Un projecteur se compose de 3 éléments principaux :

  • Un ensemble mécanique : moteur, ventilateur, débiteurs, griffes d’entraînement du film, obturateur, bobines réceptrice et débitrice dont le bon fonctionnement garantit la régularité de projection de vos films aux cadences normalisées les plus courantes (généralement 18 et 24 images seconde).
    Certains projecteurs possèdent un mécanisme d’arrêt sur l’image. En l’actionnant, vous mettez en place un filtre anti-calorique sur le trajet des rayons lumineux, pour protéger l’image immobilisée dans la fenêtre d’un échauffement excessif.
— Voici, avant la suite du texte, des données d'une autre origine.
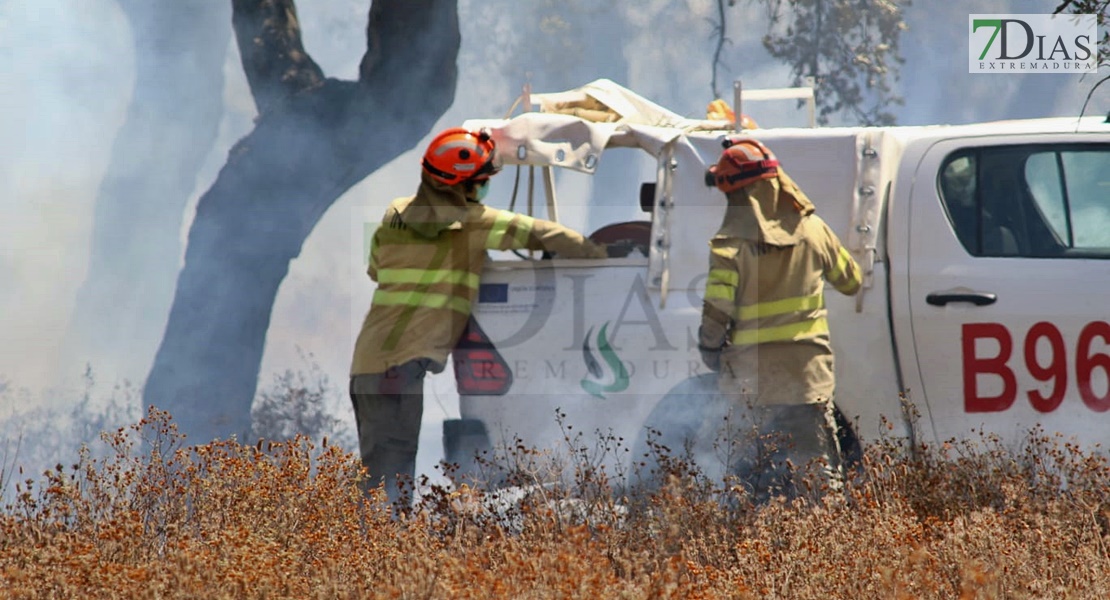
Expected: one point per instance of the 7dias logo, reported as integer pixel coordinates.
(1032, 43)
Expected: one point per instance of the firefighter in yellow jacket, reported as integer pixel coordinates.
(764, 323)
(426, 257)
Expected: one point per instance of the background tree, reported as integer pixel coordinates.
(170, 128)
(1099, 8)
(314, 138)
(848, 47)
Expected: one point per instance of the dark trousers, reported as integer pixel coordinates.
(387, 408)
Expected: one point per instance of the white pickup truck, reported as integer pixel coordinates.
(986, 252)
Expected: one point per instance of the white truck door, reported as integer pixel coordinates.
(1009, 270)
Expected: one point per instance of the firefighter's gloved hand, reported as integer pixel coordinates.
(622, 248)
(710, 357)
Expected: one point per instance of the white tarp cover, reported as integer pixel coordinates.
(574, 128)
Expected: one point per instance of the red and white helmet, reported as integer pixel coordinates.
(744, 162)
(457, 154)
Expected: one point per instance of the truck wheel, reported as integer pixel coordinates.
(464, 440)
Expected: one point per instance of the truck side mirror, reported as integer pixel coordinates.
(647, 196)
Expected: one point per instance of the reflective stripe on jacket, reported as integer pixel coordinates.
(426, 286)
(766, 305)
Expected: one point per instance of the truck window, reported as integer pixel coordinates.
(1035, 201)
(1072, 189)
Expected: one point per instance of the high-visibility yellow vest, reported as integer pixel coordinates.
(766, 306)
(426, 286)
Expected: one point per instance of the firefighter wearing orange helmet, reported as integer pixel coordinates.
(764, 323)
(426, 258)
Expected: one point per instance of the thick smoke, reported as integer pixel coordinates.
(68, 78)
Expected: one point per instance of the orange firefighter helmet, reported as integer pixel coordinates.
(744, 162)
(456, 155)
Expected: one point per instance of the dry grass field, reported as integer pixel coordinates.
(155, 519)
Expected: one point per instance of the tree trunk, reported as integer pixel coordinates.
(314, 139)
(170, 128)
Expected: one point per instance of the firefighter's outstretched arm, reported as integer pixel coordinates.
(518, 232)
(840, 268)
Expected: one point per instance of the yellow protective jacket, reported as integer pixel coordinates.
(764, 303)
(426, 257)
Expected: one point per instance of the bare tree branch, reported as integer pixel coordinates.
(274, 60)
(390, 32)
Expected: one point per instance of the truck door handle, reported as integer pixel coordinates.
(978, 298)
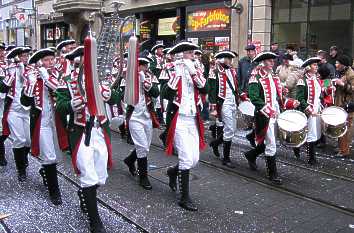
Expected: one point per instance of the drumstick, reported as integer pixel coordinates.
(286, 120)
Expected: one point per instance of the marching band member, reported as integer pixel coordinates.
(3, 161)
(345, 94)
(16, 117)
(185, 126)
(266, 94)
(38, 94)
(224, 99)
(141, 120)
(64, 66)
(156, 67)
(90, 140)
(309, 93)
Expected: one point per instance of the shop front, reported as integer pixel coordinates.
(209, 26)
(313, 25)
(53, 33)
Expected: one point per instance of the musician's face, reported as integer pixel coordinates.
(2, 53)
(24, 57)
(269, 63)
(188, 54)
(314, 67)
(48, 62)
(143, 67)
(159, 51)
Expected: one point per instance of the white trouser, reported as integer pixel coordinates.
(186, 141)
(19, 124)
(314, 128)
(92, 160)
(48, 145)
(228, 114)
(141, 133)
(270, 143)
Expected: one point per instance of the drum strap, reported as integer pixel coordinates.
(231, 87)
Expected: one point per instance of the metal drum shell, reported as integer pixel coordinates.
(293, 138)
(334, 131)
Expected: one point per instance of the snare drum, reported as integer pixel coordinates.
(334, 121)
(292, 126)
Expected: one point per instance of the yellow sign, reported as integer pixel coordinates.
(212, 19)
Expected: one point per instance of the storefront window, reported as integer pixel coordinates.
(283, 14)
(298, 11)
(330, 22)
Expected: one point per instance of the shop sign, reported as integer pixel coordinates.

Malheureusement la brillance de l’image s’en trouve affectée !
  • Une boîte à lumière, comportant lampe et miroir, dont la fonction consiste à fournir une puissance lumineuse suffisante pour assurer une excellente luminosité des images sur l’écran.
  • Un système optique, composé d’un objectif, d’un condenseur et d’un filtre anti-calorique destinés à former une image nette et lumineuse et à protéger le film d’une chaleur excessive préjudiciable à sa longévité.

Réponses à Vos Questions

Choix d’un Projecteur

Quelles qualités fondamentales un projecteur doit-il présenter pour assurer tout à la fois une bonne restitution des images et une parfaites conservation des films ?

Un bon projecteur doit, pour assurer de façon pleinement satisfaisante les diverses fonctions qui lui sont dévolues, présenter les caractéristiques suivantes :

  1. Être équipé d’une lampe de puissance appropriée à la surface de l’écran à couvrir et de température de couleur assurant une reproduction fidèle des couleurs. Il est bon de souligner, à ce propos, l’évolution qui s’est produite dans les caractéristiques des lampes de projection.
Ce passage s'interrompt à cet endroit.